The committee also approved its first supplier application and 26 additional vendor applications on Wednesday.

“The staff at the Tennessee Lottery performed a tremendous amount of work and due diligence to prepare us for these decisions today,” Board Chair Susan Lanigan said. “We appreciate their efforts as we work to establish and support a responsible and competitive sports wagering program in Tennessee.”

A final stamp of approval for each will be voted upon at the committee’s next gathering on Oct. 5.

Seeking to Start by Nov. 1

During the last meeting on Aug. 19, Hargrove said sports betting will be operational no later than Nov. 1. But it could launch sooner, possibly one or two weeks earlier, if the four operators who have applied can launch on the same day.

Tennessee is launching the first all-mobile market in the U.S. Casinos and racetracks are prohibited in the state.
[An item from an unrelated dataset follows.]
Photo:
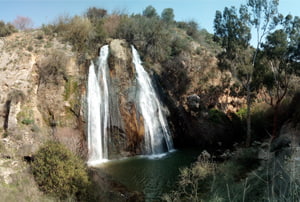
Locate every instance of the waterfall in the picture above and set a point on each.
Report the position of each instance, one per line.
(98, 109)
(157, 134)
The sports betting law took effect in July 2019.

The Tennessee Lottery has received criticism from the gaming industry for some of the regulations it adopted, including a high hold cap and a licensing fee of $750,000. The board had passed a resolution last month saying it would issue $25,000 fines (the highest allowed by the law) for violations of the 10% cap regulation, but that it could also suspend or not renew licenses for more serious violations.

The high hold of 10% is seen as unprecedented in the U.S. market and could affect betting lines. The national hold average is about 7.5%, according to a study of Tennessee’s proposed cap by industry analysts Eilers & Krejcik Gaming. The study was released as regulations were being considered by the state in the spring.

The legislation approved in Tennessee sets a tax rate of 20% (one of the highest rates nationally) and requires the use of official data from sports leagues.

In-play betting on college sports is not allowed. A controversial rule on parlay betting that was criticized during the comment period for regulations was not adopted.